Avec le recul toujours plus prononcé de la banquise arctique durant la saison chaude, de nouvelles opportunités émergent pour le commerce maritime. Si le potentiel est particulièrement grand pour la route du Nord, de multiples voies commerciales devraient s’ouvrir à mesure que les eaux du bassin continueront à se libérer des glaces.

Des chercheurs de l’Université Brown (États-Unis) ont récemment évalué ce que pourrait être la navigation dans cette région au cours des prochaines décennies. Les résultats montrent que d’ici à 2065, la banquise aurait diminué à tel point qu’une large partie du commerce international s’articulerait par des routes passant par l’océan Arctique. Bien sûr, une telle évolution appellerait un cadre réglementaire fort et dûment établi.
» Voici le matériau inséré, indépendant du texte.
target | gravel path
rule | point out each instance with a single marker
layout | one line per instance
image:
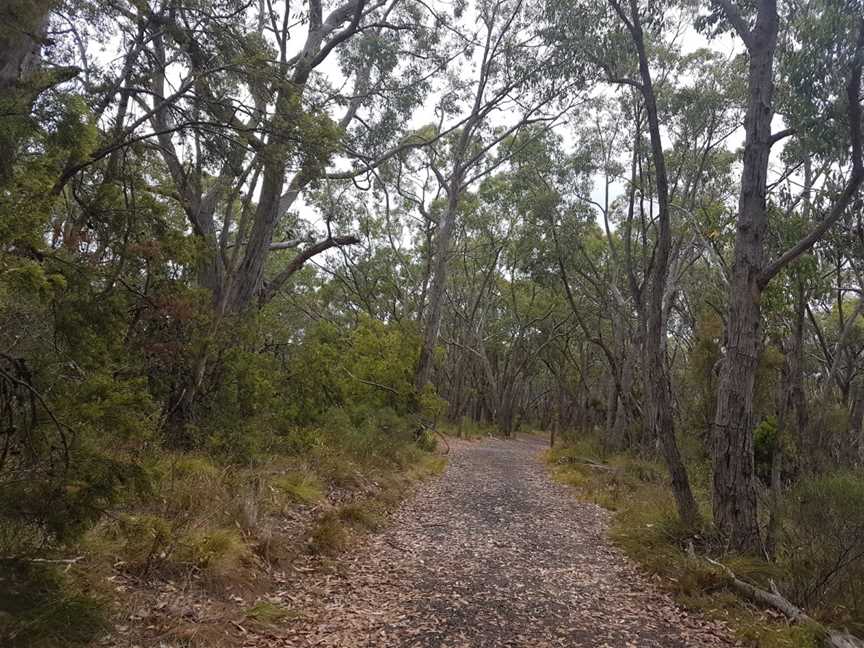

« Il n’y a aucun scénario dans lequel la fonte des glaces dans l’Arctique est une bonne nouvelle », souligne Amanda Lynch, auteure principale de l’étude. « Cependant, la triste réalité est que la glace recule déjà, que ces routes s’ouvrent et que nous devons commencer à réfléchir de manière critique aux implications juridiques, environnementales et géopolitiques ».
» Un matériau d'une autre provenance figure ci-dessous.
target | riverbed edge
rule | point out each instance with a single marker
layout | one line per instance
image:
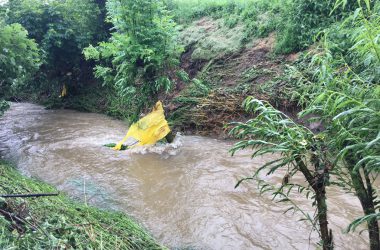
(60, 222)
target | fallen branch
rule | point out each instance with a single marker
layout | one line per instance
(26, 195)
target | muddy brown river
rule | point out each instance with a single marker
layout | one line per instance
(183, 193)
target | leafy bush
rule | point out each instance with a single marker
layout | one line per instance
(302, 20)
(62, 29)
(139, 52)
(19, 58)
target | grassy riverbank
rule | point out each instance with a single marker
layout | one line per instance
(60, 223)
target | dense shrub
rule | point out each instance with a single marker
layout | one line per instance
(19, 58)
(138, 54)
(62, 29)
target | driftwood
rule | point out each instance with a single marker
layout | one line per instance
(26, 195)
Dégel de l’Arctique et commerce maritime : un bouleversement des influences et réglementations en vigueur

Il est à noter que dans ce contexte, l’influence de la Russie sur le commerce maritime du Grand Nord devrait nettement s’affaiblir. En effet, l’article 234 de la convention des Nations unies sur le droit de la mer de 1982 donne aux États côtiers de l’Arctique une capacité à réglementer les voies de navigation. Ainsi, le pays s’est appuyé sur cet article pour exercer un contrôle fort sur la route du Nord, ce qui n’a pas manqué de décourager la plupart des compagnies maritimes dont la décision d’emprunter d’autres routes est à la fois moins coûteuse et plus simple.

Toutefois, le texte précise que ce droit ne tient que si la zone de navigation est prise par les glaces la majorité de l’année. « Les Russes continueront, j’en suis sûr, à invoquer l’article 234 », explique Charles Norchi, coauteur de l’étude. « Néanmoins, ils seront contestés par la communauté internationale, car l’article 234 cessera d’être applicable ». Il ajoute qu’ « avec la fonte des glaces, la navigation quittera les eaux territoriales russes pour rejoindre les eaux internationales. Si cela se produit, la Russie ne pourra pas faire grand-chose, car le résultat dépend du changement climatique et de l’économie du transport maritime ».

commerce maritime

Extension des glaces de mer arctiques en fin d’été, en millions de km² de 1979 à 2021. Crédits : NSIDC.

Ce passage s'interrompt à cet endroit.